1. Consoante já decidiu o egrégio STJ, os embargos de declaração não se prestam para a rediscussão dos fundamentos da decisão embargada.
2. A Lei nº 10.865/04, ao fixar a base de cálculo do PIS e da COFINS incidente na importação de serviços, de modo a incluir o valor do ISS e das próprias contribuições, acabou por violar o disposto no art. 149, § 2º, inciso III, alínea "a", da Constituição Federal, haja vista ter extrapolado o conceito de valor aduaneiro, considerado como tal, o valor da transação, sem os acréscimos previsto na legislação infraconstitucional.

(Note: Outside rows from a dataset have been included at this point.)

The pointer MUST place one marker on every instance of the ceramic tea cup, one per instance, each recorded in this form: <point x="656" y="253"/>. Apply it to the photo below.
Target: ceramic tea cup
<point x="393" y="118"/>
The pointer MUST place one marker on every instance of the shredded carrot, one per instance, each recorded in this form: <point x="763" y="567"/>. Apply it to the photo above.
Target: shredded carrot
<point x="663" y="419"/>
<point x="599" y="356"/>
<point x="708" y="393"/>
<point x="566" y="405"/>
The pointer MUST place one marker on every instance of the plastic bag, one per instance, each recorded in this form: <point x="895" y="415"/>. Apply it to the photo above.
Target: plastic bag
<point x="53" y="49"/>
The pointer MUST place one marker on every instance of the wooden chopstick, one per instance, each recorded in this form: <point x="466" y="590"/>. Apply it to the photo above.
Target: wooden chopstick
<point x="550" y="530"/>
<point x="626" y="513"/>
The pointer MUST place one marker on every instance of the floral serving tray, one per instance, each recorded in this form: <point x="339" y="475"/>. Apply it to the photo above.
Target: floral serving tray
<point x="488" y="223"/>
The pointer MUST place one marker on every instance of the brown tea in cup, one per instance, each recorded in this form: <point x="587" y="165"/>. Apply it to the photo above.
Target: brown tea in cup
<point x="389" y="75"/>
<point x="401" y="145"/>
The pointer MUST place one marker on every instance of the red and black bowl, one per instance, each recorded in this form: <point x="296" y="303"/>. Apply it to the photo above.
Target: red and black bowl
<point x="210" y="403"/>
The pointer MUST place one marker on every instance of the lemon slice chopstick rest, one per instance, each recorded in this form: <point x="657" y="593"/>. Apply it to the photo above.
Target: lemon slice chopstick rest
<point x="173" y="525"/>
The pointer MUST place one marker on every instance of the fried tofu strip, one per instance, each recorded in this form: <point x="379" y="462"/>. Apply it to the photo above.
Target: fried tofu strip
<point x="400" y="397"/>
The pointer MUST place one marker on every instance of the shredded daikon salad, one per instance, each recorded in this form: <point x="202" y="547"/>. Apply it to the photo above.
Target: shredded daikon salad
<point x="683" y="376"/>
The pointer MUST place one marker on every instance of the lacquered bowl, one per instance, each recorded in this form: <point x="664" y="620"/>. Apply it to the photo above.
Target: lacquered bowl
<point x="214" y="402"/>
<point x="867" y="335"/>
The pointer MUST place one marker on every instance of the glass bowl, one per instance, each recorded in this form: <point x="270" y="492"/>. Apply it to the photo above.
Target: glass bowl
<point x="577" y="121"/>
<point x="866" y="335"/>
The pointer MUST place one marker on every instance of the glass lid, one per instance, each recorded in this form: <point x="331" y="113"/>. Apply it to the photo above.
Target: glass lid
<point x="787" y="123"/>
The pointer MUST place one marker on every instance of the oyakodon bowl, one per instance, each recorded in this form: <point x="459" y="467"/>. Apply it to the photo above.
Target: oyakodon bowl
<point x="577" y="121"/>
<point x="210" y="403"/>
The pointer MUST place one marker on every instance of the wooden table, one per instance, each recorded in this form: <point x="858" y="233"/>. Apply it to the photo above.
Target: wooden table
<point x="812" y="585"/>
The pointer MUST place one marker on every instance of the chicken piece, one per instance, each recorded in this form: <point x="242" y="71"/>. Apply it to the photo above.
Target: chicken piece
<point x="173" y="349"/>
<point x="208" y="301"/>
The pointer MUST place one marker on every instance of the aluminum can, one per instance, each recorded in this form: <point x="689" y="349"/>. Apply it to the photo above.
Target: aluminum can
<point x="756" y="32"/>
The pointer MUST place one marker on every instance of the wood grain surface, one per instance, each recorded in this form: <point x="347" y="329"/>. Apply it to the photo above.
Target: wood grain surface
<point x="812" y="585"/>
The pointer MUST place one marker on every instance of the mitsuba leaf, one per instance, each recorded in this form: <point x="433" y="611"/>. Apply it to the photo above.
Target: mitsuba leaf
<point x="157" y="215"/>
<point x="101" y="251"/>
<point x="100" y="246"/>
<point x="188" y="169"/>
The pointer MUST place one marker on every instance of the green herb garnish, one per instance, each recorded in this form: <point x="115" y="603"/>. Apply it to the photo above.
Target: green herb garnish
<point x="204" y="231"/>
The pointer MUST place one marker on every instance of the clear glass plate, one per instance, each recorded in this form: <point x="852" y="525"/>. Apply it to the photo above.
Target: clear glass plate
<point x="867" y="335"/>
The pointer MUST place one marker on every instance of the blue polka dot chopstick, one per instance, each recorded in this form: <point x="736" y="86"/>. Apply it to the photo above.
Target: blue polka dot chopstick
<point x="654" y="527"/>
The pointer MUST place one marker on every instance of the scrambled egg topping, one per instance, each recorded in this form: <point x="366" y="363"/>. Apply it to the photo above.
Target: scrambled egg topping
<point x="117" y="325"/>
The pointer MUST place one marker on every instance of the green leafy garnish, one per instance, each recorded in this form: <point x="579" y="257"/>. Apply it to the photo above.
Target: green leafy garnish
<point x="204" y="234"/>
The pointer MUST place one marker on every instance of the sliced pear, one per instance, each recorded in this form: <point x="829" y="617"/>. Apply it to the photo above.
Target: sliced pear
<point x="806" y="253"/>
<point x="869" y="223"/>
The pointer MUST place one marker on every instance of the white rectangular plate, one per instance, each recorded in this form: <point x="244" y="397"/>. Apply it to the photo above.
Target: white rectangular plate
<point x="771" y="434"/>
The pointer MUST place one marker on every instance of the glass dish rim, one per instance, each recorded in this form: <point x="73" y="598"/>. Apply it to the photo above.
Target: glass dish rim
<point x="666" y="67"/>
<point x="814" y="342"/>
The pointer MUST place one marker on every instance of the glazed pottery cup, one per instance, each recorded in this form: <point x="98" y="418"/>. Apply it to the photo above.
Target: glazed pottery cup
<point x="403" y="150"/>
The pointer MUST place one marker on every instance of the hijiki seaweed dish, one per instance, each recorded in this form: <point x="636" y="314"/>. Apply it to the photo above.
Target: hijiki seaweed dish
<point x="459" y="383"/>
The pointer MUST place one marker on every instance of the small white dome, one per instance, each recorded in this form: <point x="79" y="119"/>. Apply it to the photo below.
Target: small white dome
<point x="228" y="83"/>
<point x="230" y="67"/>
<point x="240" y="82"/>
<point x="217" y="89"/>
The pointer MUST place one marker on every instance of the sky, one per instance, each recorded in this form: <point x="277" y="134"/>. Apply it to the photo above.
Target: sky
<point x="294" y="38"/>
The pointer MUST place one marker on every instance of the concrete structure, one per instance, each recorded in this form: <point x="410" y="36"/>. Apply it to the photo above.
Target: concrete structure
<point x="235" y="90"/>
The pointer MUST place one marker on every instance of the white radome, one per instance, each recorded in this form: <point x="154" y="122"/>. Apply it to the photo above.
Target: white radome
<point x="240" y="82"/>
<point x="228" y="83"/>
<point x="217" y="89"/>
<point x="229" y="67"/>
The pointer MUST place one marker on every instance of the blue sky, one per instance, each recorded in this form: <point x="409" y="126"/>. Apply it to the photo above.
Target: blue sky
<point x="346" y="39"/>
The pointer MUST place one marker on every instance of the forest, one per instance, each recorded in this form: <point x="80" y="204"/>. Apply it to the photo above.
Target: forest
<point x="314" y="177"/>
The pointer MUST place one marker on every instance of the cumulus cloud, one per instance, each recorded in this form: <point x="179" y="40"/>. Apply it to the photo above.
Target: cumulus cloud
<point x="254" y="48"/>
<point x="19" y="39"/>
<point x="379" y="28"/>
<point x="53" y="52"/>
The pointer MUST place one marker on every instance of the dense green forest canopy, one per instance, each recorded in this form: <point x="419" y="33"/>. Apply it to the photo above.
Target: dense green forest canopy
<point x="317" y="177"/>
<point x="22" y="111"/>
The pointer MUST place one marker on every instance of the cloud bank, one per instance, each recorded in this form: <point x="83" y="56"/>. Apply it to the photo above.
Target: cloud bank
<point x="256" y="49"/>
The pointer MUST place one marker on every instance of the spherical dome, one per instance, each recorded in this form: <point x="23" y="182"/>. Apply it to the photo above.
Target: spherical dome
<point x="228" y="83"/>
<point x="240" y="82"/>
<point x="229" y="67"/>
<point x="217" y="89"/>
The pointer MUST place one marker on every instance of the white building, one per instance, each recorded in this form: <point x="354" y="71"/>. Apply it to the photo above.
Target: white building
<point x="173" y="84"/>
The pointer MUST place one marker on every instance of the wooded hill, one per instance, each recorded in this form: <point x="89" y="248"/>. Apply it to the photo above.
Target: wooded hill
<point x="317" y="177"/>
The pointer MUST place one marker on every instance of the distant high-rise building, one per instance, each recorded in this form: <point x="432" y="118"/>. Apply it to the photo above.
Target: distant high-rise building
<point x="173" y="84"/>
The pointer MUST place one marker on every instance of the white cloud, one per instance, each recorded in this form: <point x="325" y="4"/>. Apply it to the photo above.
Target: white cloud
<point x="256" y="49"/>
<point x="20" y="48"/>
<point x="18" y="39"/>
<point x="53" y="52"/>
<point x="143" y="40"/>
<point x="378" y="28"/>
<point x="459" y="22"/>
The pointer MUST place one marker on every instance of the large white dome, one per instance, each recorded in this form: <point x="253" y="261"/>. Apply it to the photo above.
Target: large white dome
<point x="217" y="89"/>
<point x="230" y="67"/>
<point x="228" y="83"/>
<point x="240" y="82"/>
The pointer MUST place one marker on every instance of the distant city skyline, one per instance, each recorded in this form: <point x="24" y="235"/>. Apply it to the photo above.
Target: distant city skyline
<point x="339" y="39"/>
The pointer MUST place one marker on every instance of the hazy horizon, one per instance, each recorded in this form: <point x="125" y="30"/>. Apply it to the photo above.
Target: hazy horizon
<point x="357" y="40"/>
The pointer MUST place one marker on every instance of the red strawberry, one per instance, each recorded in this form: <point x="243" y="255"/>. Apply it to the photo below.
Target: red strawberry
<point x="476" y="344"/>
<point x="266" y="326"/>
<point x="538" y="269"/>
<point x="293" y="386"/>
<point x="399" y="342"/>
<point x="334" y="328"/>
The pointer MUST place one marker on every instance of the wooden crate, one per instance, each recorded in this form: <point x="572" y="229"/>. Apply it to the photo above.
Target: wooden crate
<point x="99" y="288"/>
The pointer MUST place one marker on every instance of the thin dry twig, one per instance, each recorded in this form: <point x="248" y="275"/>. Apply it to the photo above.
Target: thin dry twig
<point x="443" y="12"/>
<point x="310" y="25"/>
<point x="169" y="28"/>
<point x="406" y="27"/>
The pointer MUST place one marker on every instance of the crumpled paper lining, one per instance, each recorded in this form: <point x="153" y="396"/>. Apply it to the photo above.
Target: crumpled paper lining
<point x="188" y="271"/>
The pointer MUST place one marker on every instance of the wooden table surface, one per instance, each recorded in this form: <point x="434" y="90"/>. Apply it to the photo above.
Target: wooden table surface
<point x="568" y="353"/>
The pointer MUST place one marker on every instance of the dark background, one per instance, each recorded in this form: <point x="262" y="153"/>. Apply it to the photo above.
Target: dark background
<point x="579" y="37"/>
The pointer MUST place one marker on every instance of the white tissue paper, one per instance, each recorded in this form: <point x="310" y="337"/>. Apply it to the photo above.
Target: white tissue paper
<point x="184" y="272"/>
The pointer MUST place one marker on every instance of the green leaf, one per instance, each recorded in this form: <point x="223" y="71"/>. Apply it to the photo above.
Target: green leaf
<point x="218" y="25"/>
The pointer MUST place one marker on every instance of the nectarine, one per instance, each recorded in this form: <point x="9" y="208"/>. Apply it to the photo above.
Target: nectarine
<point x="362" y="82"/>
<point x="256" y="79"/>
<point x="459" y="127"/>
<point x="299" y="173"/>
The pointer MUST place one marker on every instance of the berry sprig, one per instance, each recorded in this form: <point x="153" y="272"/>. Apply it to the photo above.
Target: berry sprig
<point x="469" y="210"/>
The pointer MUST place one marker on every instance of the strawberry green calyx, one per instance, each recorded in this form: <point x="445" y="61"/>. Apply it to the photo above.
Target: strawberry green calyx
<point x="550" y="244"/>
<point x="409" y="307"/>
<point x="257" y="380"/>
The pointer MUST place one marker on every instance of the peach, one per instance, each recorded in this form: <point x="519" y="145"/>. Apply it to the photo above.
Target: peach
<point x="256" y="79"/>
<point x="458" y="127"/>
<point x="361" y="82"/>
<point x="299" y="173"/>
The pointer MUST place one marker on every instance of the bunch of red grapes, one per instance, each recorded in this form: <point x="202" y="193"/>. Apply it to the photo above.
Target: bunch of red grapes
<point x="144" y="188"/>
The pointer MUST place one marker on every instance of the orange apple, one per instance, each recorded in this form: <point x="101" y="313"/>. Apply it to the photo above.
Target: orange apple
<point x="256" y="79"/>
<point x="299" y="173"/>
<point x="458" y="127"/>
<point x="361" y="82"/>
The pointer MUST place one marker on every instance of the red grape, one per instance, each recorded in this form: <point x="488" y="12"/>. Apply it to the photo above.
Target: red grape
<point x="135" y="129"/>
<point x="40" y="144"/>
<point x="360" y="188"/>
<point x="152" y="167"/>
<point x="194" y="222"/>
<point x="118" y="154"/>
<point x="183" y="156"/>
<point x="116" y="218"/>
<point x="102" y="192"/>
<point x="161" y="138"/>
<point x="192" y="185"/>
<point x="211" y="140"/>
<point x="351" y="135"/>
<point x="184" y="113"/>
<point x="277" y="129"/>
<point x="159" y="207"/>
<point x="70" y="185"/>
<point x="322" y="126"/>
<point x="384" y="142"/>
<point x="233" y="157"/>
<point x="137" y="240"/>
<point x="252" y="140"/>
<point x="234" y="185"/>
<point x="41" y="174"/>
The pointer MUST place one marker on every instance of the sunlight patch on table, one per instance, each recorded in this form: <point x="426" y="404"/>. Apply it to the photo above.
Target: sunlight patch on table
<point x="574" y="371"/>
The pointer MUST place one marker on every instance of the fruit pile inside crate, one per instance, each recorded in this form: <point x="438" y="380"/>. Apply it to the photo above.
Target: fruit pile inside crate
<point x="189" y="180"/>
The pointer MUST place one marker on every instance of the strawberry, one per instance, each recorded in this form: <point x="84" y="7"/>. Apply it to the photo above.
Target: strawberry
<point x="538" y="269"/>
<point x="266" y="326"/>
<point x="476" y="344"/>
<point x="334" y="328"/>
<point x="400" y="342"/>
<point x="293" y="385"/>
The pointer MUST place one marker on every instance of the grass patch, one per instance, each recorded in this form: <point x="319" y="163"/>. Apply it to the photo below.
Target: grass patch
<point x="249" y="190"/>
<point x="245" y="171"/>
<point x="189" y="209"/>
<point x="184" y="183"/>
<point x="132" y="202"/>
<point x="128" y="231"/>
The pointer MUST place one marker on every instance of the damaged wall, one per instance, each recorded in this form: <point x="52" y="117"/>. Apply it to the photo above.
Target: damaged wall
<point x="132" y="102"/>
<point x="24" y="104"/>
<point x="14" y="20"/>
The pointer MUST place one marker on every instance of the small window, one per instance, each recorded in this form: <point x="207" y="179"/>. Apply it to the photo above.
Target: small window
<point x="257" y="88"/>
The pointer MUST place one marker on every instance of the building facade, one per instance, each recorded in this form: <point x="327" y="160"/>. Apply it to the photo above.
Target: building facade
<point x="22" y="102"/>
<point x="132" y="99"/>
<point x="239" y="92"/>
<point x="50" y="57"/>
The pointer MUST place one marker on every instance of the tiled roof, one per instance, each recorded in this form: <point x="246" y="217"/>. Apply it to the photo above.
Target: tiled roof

3. Embargos de declaração da parte impetrante rejeitados. Suscitado incidente de arguição de inconstitucionalidade do art. 7º, inciso II, da Lei nº 10.865/04.

ACÓRDÃO
Vistos e relatados estes autos em que são partes as acima indicadas, decide a Egrégia 2ª Turma do Tribunal Regional Federal da 4ª Região, por unanimidade, rejeitar os embargos de declaração da parte impetrante e suscitar, perante a Corte Especial deste Tribunal, incidente de arguição de inconstitucionalidade do art. 7º, inciso II, da Lei nº 10.865/04, nos termos do relatório, votos e notas taquigráficas que ficam fazendo parte integrante do presente julgado.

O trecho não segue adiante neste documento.